Giorgia Meloni infatti, a pagina 13 e 14, dice “Devo tutto a mia madre, (…) devo a lei il bisogno di dire la verità che mi porto dentro”.
A proposito di questo bisogno di verità, andiamo avanti a leggere:
“Voglio dire grazie. Anzi. La frase esatta è “Devo tutto solo a mia madre”: Perché la verità è che io non sarei mai dovuta nascere. Quando rimase incinta, Anna aveva ventitré anni, una figlia di un anno e mezzo e un compagno con cui non andava più d’accordo (…), l’avevano quasi convinta che non avesse senso mettere al mondo un’altra bambina in quella situazione. Ricordo quando me l’ha confessato, e ricordo il tempo per digerire quel sasso. Ma poi ho capito il combattimento di una donna sola: farti nascere o farti tornare nel niente.
La mattina degli esami clinici che precedono l’interruzione di gravidanza si sveglia, rimane digiuna e si incammina verso il laboratorio. A questo punto mi ha sempre raccontato, si ferma davanti al portone, esita, vacilla. Non entra. ‘No non voglio rinunciare, non voglio abortire’. È una mattina di primavera. C’è un’aria dolce e pulita. Sente di avere preso la decisione giusta. Adesso deve solo ratificarla, in qualche modo. Entra in bar: ‘Buongiorno, cappuccino e cornetto’.

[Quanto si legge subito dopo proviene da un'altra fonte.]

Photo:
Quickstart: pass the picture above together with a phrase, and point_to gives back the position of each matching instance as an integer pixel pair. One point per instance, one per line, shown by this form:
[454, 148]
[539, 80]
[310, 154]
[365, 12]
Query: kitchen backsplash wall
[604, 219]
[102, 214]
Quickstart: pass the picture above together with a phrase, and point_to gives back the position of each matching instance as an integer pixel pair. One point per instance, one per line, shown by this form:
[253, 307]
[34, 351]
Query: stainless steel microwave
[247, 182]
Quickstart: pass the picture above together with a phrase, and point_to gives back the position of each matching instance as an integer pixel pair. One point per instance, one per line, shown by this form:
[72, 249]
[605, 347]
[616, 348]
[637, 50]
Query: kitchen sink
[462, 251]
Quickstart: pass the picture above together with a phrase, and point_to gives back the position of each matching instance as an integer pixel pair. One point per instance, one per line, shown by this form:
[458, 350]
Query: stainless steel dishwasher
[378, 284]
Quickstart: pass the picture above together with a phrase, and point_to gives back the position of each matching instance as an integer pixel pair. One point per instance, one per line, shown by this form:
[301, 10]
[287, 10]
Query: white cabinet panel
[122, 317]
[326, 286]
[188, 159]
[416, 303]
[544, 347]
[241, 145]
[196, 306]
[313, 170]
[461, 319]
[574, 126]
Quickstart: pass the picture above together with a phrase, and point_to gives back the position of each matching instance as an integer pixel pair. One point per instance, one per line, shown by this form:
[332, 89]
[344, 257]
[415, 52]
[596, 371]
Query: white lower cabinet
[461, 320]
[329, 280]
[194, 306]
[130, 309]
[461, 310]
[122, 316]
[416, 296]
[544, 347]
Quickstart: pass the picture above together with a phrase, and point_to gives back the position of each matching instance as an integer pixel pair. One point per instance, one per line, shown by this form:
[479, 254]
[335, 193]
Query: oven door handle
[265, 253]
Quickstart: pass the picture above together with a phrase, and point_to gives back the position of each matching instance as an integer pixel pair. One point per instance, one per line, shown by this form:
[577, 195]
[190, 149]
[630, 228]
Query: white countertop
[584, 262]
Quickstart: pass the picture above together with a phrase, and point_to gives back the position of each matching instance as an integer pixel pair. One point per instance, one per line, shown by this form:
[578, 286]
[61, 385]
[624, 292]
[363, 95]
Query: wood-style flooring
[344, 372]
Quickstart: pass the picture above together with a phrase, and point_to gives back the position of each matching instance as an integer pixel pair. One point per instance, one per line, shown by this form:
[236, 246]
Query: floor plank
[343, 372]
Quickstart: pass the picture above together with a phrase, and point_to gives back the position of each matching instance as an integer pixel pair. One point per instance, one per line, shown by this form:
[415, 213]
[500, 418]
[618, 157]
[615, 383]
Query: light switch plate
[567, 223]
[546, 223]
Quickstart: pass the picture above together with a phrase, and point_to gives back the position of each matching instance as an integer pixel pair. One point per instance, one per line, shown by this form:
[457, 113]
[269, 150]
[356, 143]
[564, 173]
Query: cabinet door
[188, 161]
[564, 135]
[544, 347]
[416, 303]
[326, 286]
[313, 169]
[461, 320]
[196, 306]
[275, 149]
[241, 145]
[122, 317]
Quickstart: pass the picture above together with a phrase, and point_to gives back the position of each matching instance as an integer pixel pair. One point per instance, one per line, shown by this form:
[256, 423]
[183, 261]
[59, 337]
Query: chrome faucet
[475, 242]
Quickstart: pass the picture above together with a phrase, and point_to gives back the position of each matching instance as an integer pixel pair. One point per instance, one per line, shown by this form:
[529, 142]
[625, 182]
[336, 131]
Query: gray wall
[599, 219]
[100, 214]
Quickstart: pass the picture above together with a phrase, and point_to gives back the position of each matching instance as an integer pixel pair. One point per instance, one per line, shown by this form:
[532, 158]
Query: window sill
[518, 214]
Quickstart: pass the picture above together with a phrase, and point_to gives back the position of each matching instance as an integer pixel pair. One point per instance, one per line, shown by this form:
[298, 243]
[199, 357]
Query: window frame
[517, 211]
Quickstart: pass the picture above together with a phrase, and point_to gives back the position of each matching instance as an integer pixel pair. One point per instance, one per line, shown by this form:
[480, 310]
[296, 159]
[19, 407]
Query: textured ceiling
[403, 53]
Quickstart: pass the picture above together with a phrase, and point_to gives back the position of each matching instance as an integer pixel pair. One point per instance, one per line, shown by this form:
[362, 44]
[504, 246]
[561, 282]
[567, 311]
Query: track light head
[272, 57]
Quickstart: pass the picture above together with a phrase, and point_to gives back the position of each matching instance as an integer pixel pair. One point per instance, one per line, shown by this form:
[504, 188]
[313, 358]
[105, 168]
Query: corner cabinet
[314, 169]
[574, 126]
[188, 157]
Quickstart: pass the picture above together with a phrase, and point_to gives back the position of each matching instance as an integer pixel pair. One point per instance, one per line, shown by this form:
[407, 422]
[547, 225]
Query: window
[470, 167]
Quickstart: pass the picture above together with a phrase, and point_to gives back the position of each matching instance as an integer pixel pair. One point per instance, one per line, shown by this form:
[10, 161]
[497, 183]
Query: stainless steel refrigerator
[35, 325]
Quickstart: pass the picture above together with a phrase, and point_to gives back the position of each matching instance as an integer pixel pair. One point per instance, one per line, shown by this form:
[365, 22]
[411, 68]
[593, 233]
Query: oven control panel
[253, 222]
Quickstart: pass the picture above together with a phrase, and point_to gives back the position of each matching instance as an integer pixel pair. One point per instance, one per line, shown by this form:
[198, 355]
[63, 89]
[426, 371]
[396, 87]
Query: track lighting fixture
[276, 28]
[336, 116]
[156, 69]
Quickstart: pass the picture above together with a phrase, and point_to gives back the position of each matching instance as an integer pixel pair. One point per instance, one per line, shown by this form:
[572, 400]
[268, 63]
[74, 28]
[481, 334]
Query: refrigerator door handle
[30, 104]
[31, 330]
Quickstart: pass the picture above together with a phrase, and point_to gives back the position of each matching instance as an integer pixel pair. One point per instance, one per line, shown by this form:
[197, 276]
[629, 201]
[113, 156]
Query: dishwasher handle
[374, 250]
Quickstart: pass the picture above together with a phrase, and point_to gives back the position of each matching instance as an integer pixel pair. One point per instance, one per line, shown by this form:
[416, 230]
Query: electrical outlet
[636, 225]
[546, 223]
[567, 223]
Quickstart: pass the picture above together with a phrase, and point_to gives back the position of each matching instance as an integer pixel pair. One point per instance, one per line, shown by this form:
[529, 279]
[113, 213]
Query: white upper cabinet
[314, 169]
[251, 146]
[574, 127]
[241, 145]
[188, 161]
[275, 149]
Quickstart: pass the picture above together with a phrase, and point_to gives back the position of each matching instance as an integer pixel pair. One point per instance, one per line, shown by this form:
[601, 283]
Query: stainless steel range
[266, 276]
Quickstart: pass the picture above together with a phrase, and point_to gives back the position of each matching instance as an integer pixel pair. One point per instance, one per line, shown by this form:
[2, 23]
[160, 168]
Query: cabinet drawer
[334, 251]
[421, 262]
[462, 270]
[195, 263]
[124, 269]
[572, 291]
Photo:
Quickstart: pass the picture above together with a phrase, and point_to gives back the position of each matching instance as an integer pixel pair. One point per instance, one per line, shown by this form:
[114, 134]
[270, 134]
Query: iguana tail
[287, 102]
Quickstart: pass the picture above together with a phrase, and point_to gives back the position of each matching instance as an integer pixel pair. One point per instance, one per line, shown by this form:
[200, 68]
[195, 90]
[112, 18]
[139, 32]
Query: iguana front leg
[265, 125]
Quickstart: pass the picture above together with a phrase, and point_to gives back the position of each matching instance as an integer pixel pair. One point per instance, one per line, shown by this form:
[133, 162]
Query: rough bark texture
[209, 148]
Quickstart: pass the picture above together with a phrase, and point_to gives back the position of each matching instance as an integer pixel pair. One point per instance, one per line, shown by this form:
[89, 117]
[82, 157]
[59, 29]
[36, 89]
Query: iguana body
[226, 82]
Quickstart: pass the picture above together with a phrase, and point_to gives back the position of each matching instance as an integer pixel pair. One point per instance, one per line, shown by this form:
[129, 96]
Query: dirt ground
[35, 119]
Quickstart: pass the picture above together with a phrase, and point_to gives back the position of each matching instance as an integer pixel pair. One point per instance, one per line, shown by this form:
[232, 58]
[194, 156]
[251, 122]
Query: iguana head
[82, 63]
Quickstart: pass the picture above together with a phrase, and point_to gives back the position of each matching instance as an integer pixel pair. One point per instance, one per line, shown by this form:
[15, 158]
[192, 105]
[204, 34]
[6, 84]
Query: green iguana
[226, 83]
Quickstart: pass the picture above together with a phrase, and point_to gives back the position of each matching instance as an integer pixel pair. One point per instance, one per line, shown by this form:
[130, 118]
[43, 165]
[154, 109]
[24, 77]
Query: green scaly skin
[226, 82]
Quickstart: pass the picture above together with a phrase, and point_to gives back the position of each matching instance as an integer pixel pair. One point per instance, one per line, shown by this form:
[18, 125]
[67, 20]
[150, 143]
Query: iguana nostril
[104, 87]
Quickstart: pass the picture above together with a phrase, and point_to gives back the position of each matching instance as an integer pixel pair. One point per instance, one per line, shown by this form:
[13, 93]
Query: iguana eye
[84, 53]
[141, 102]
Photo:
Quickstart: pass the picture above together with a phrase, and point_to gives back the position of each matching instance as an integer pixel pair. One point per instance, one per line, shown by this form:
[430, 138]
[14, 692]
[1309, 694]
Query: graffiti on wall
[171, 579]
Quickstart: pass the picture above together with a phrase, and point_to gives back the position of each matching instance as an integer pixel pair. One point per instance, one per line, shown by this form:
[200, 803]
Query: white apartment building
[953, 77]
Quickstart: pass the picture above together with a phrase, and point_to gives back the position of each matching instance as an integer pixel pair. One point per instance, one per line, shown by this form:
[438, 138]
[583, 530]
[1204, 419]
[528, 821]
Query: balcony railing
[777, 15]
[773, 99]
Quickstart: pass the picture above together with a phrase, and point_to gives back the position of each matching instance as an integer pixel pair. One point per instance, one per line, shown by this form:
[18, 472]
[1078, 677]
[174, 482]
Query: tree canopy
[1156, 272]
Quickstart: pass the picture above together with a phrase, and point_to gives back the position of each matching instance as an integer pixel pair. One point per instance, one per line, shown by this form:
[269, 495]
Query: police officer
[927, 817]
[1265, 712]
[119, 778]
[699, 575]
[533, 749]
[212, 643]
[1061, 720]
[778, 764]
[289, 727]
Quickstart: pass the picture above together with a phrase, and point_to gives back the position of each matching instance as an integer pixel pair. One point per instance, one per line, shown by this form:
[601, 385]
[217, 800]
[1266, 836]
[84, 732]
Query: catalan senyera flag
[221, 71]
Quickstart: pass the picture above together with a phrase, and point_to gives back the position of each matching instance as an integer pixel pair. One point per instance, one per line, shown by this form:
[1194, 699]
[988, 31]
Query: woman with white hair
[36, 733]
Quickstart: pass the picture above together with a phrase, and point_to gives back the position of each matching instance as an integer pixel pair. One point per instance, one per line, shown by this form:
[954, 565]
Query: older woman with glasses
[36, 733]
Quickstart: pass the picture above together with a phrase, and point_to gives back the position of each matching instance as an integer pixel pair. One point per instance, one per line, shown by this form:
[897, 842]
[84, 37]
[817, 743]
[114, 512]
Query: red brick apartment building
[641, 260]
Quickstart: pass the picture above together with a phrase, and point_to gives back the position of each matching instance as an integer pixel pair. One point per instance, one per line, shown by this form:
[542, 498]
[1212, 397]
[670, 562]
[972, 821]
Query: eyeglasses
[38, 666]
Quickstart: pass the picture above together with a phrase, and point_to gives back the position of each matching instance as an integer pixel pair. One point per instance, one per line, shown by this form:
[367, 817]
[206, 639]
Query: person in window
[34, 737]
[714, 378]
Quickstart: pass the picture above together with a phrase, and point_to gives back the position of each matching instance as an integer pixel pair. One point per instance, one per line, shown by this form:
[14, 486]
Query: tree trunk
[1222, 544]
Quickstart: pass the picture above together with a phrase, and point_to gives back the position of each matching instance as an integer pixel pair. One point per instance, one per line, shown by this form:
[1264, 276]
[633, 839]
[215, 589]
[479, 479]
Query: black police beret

Tutto molto d’effetto, molto struggente, molto poetico.
C’è solo un problema in questo racconto scritto con quell’impellente bisogno di verità che Giorgia Meloni si porta dentro: e cioè che quando la madre di Giorgia Meloni era incinta di Giorgia Meloni la legge sull’aborto non esisteva.
Giorgia Meloni infatti è nata il 15 gennaio 1977. La madre rimane dunque incinta più o meno ad aprile dell’anno prima, ed infatti nel passaggio del libro sulla mattina della decisione la Meloni specifica che era primavera. Dunque stiamo parlando della primavera del 1976.
Nel 1976 l’interruzione volontaria di gravidanza era una pratica illegale. Abortire era un reato che prevedeva una pena dai 2 ai 5 anni.
L’aborto, nel 1976, era consentito solo secondo quanto stabilito dalla sentenza n. 27 del 18 febbraio 1975, che “dichiara l’illegittimità costituzionale dell’art. 546 del codice penale, nella parte in cui non prevede che la gravidanza possa venir interrotta quando l’ulteriore gestazione implichi danno, o pericolo, grave, medicalmente accertato nei sensi di cui in motivazione e non altrimenti evitabile, per la salute della madre”.
La legge 194 sull’aborto, grazie alla quale oggi l’interruzione di gravidanza in Italia è consentita entro i primi tre mesi (escluso l’aborto terapeutico), è del 22 maggio 1978.
Giorgia Meloni, il 22 maggio del ’78, aveva un anno e 4 mesi.
A questo punto, i casi sono tre:
- Giorgia Meloni ha mentito, infiocchettando un racconto e dunque questo è un romanzo e non una biografia. O forse una non-fiction, tipo Gomorra, dunque Giorgia Meloni sarebbe pericolosamente simile a Roberto Saviano e questa è comunque una notizia.
- La mamma di Giorgia Meloni le ha raccontato una storia un po’ diversa, perché al massimo ha tentato la via dell’aborto clandestino ma non funzionava esattamente così, con le analisi in un laboratorio, l’attesa, poi il cappuccino al bar e “vabbè ci ripenso”. Prima del 1978 si abortiva dentro case di privati, dalle “mammane”, in poche cliniche clandestine spesso fuori dalle grandi città in un clima di segretezza e paura. Si stava commettendo un reato (sia chi praticava che chi abortiva), si rischiava di morire per un’emorragia, si rischiava di venire scoperte. In questo caso Giorgia, se inconsapevole della bugia della mamma, è comunque responsabile di una grave lacuna culturale: visto che è pro-vita e ritiene l’aborto una sconfitta, potrebbe almeno imparare la data in cui è nata la legge 194.
- Giorgia Meloni non è nata nel 1977 ma qualche anno dopo. Probabilmente, in quanto leader di un partito, è tra le poche donne ad aumentarsi gli anni per acquisire più autorevolezza. In ogni caso, questo incipit non è scritto con l’impellente bisogno di verità che la cara Giorgia racconta di portarsi dentro. Chissà il resto del libro e le sue dichiarazioni politiche, a questo punto.